A dummy corporation or dummy company is an entity created to serve as a front or cover for one or more companies. It can have the appearance of being real (logo, website, and sometimes employing actual staff), but lacks the capacity to function independently. The dummy corporation's sole purpose is to protect "an individual or another corporation from liability in either contract or import".
Typically, the dummy companies are established in an international location, usually by the "attorney or bagman" of the creator in order to conceal the true owner of the often-illegitimate and empty company.
The international security corporation Blackwater Worldwide were reported to have obtained over thirty dummy corporations in order to secure million dollar contracts from the United States government. After the backlash from Blackwater's "reckless misconduct" in Iraq, the security corporation successfully obtained lucrative American contracts under several subsidiaries.
Walt Disney World Company's use of Compass East Corporation, created in Delaware in 1964, is an example of a dummy corporation established in order to purchase land. On September 30, 1966 Latin-American Development and Management Corporation; Ayefour Corporation (a pun on Interstate 4); Tomahawk Properties, Incorporated; Reedy Creek Ranch, Incorporated; and Bay Lake Properties, Incorporated; all Florida corporations, were merged into Compass East Corporation. These corporations collectively purchased large masses of land in Florida that would eventually become the Walt Disney World Resort. The dummy corporations were established in order to prevent "unknowing landowners" from increasing prices of the land by disguising the true plans and owner of the purchased acres. While Disney's use of dummy corporations are within the confines of the law, the debate of whether the land was fairly obtained is still argued. Disney was also criticised for persuading the Florida government to waiver municipal jurisdiction over the acquired land, basically allowing Disney to create anything on the land with little restriction from the law.

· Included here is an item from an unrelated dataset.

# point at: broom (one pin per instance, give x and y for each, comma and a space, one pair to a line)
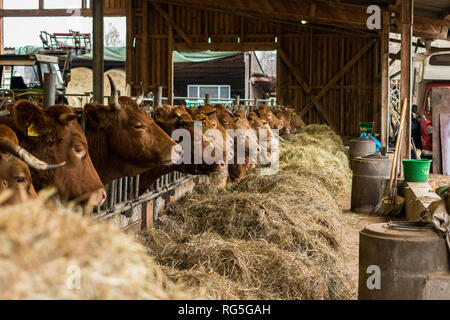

The now-defunct Japan Asia Airways (JAA) was created in 1975 as a fully owned subsidiary company owned by Japan Airlines (JAL) designed to specifically fly the Japan-Taiwan route. As the Chinese government threatened to eliminate Japan Airlines Co., Ltd.'s (JAL) airport traffic rights coming to and from China, JAA was a solution to help decompress the politically sensitive issue. Several other airlines used similarly named subsidiaries to fly into Taiwan without the parent company losing their rights to fly to China; such as British Airways (British Asia Airways), Air France and Air France Cargo (Air France Asie and Air France Cargo Asie respectively) and Qantas (Australia Asia Airlines).